Each shard consumer has a small trick. First we use iterator to get all the new records. Once we got a record, we modify the iterator to read all records after the last received record.

func consumerShard(
  kinesisClient *kinesis.Kinesis,
  shardId *string,
) {
  iteratorInput := kinesis.GetShardIteratorInput{
   ShardId:           shardId,
   ShardIteratorType: aws.String("LATEST"),
   StreamName:        aws.String("s1"),
  }
  shardIteratorOutput, err := kinesisClient.GetShardIterator(&iteratorInput)
  if err != nil {
   panic(err)
  }

  var lastRecord *string
  for {
   recordsInput := kinesis.GetRecordsInput{
    ShardIterator: shardIteratorOutput.ShardIterator,
   }
   records, err := kinesisClient.GetRecords(&recordsInput)
   if err != nil {
    panic(err)
   }

   fmt.Printf("shard %v got %v records\n", *shardId, len(records.Records))
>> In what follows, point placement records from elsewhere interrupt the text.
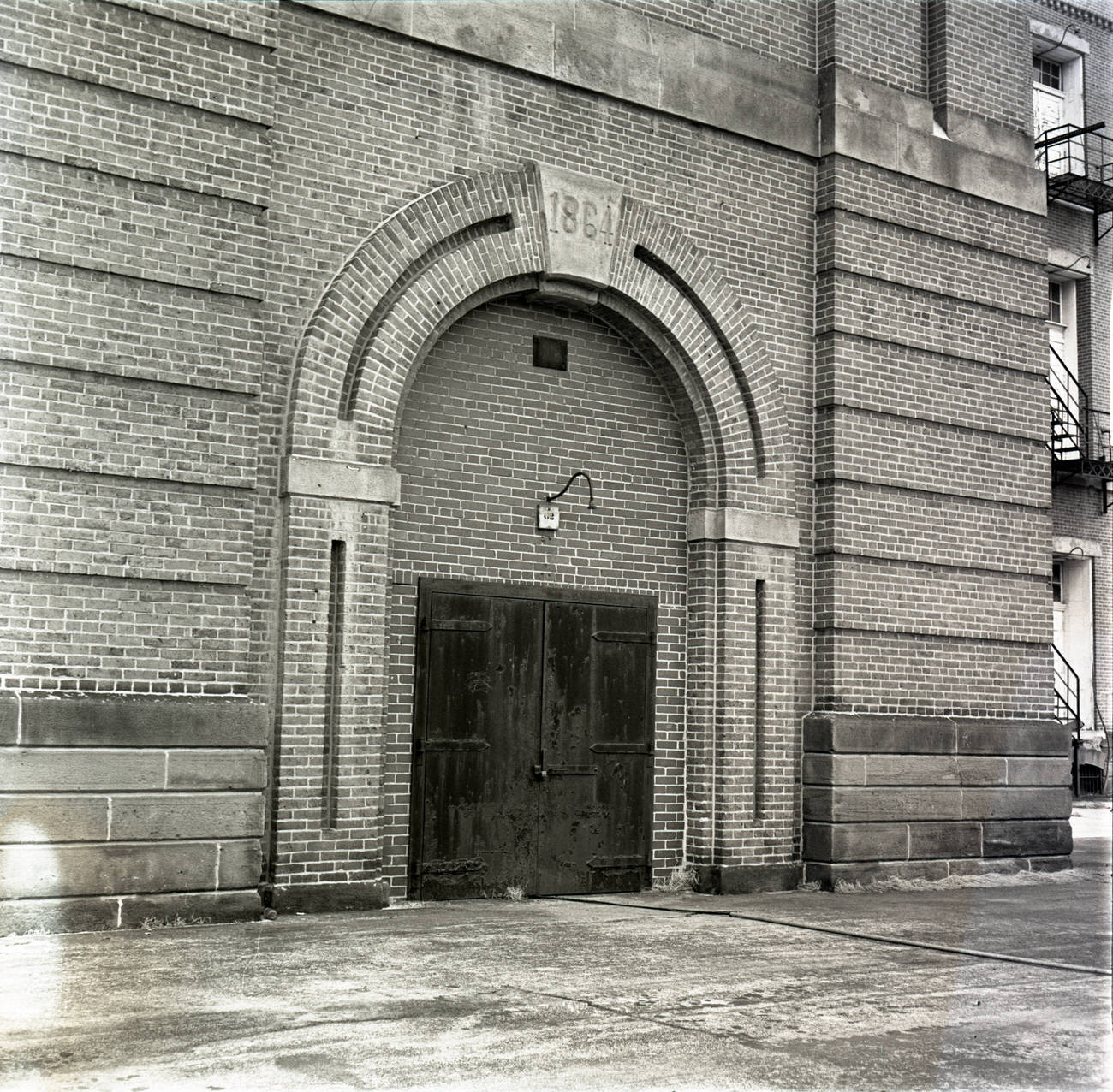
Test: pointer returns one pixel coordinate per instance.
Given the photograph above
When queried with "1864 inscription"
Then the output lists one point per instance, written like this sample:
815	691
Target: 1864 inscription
582	217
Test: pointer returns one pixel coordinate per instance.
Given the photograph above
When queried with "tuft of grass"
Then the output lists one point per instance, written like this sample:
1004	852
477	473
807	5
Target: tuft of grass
983	880
679	880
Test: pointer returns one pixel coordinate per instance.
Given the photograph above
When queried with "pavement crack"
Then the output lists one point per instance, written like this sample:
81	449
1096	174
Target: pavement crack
644	1018
855	935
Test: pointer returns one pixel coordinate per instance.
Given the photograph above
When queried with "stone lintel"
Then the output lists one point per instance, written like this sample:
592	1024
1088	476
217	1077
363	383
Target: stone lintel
1080	547
867	122
628	56
1067	264
340	480
737	525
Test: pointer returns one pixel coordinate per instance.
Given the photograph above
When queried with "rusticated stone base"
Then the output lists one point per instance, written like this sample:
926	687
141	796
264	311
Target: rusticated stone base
746	879
88	913
917	797
830	876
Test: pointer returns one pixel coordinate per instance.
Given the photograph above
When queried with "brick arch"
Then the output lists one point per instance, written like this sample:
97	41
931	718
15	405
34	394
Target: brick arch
481	237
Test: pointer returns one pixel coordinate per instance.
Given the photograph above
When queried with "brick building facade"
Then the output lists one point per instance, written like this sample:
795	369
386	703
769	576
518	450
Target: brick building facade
312	304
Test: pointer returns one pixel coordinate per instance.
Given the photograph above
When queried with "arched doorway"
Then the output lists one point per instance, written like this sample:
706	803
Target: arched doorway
544	671
711	531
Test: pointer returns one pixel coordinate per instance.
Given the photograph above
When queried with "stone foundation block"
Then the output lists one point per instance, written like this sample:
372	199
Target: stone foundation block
746	879
1014	839
95	913
321	898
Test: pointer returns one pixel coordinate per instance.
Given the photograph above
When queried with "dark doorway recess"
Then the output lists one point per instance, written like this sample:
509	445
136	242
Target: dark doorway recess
533	741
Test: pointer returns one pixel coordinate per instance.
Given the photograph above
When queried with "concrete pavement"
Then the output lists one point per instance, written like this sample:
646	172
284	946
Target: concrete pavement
998	987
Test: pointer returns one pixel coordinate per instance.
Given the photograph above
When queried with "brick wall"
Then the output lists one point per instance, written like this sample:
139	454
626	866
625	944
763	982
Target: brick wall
193	177
482	438
136	168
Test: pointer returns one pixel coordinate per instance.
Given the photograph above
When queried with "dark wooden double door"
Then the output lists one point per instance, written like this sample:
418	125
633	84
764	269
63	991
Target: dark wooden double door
533	741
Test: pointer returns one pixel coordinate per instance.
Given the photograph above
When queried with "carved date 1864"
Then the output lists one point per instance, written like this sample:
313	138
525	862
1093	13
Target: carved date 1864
571	215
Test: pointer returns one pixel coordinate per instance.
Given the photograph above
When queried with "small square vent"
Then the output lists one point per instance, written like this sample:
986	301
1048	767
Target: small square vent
550	353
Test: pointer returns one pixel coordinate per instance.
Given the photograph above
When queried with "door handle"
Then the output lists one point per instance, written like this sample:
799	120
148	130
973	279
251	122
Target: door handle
544	773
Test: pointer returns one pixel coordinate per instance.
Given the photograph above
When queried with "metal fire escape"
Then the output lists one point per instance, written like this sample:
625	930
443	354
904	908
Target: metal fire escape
1067	709
1079	163
1080	436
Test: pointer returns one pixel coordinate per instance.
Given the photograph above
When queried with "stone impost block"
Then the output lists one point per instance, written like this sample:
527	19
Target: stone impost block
737	525
340	480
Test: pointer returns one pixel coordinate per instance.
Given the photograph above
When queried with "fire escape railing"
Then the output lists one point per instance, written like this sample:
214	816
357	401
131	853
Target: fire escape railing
1067	709
1079	163
1080	436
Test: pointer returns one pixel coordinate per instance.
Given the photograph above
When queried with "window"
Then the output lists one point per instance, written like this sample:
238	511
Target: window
1057	58
1049	74
1054	301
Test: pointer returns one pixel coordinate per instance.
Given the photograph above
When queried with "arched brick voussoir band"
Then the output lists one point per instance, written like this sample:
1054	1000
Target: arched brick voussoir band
332	353
482	237
652	241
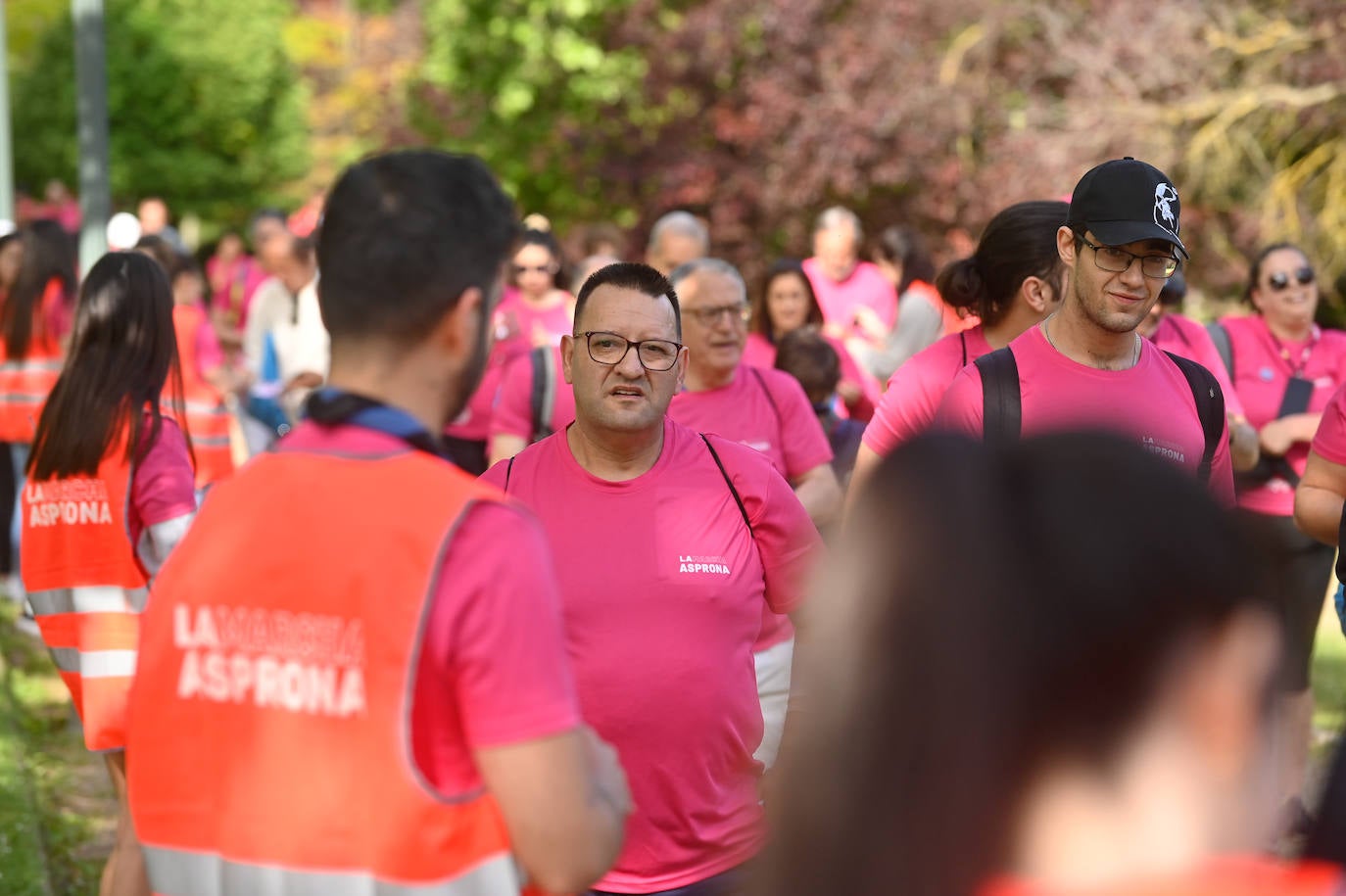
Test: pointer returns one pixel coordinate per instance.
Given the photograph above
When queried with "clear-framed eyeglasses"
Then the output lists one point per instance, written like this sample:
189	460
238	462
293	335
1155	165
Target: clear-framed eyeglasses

   for i := 0; i < len(records.Records); i++ {
    record := records.Records[i]
    fmt.Printf("shard %v data: %v\n", *shardId, string(record.Data))
    lastRecord = record.SequenceNumber
   }

   time.Sleep(5 * time.Second)

   if lastRecord != nil {
    iteratorInput.ShardIteratorType = aws.String("AFTER_SEQUENCE_NUMBER")
    iteratorInput.StartingSequenceNumber = lastRecord
    shardIteratorOutput, err = kinesisClient.GetShardIterator(&iteratorInput)
    if err != nil {
     panic(err)
    }
   }
  }
}

An example output for running this is below.

produced record to shard shardId-000000000000
4 shards loacted
shard shardId-000000000000 got 0 records
shard shardId-000000000003 got 0 records
shard shardId-000000000002 got 0 records
shard shardId-000000000001 got 0 records
produced record to shard shardId-000000000003
produced record to shard shardId-000000000001
produced record to shard shardId-000000000000
produced record to shard shardId-000000000003
shard shardId-000000000000 got 1 records
shard shardId-000000000000 data: message data 3
shard shardId-000000000003 got 2 records
shard shardId-000000000003 data: message data 1
shard shardId-000000000003 data: message data 4
shard shardId-000000000001 got 1 records
shard shardId-000000000001 data: message data 2
shard shardId-000000000002 got 0 records
produced record to shard shardId-000000000000
produced record to shard shardId-000000000001
produced record to shard shardId-000000000003
produced record to shard shardId-000000000001
produced record to shard shardId-000000000000
shard shardId-000000000000 got 2 records
shard shardId-000000000000 data: message data 5
shard shardId-000000000000 data: message data 9
shard shardId-000000000003 got 1 records
shard shardId-000000000003 data: message data 7
shard shardId-000000000002 got 0 records
shard shardId-000000000001 got 2 records
shard shardId-000000000001 data: message data 6
shard shardId-000000000001 data: message data 8
produced record to shard shardId-000000000003
produced record to shard shardId-000000000003
produced record to shard shardId-000000000003
produced record to shard shardId-000000000003
shard shardId-000000000000 got 0 records
shard shardId-000000000003 got 4 records
shard shardId-000000000003 data: message data 10
shard shardId-000000000003 data: message data 11
shard shardId-000000000003 data: message data 12
shard shardId-000000000003 data: message data 13
shard shardId-000000000002 got 0 records
shard shardId-000000000001 got 0 records
produced record to shard shardId-000000000002
produced record to shard shardId-000000000001
produced record to shard shardId-000000000003
produced record to shard shardId-000000000002
produced record to shard shardId-000000000000
shard shardId-000000000000 got 1 records
shard shardId-000000000000 data: message data 18
shard shardId-000000000002 got 2 records
shard shardId-000000000002 data: message data 14
shard shardId-000000000002 data: message data 17
shard shardId-000000000003 got 1 records
shard shardId-000000000003 data: message data 16
shard shardId-000000000001 got 1 records
shard shardId-000000000001 data: message data 15
produced record to shard shardId-000000000001
produced record to shard shardId-000000000000

This is just a starting point for using AWS kinesis, as they are many details that affect the stability of a production grade solution. Still, this is a good starting point.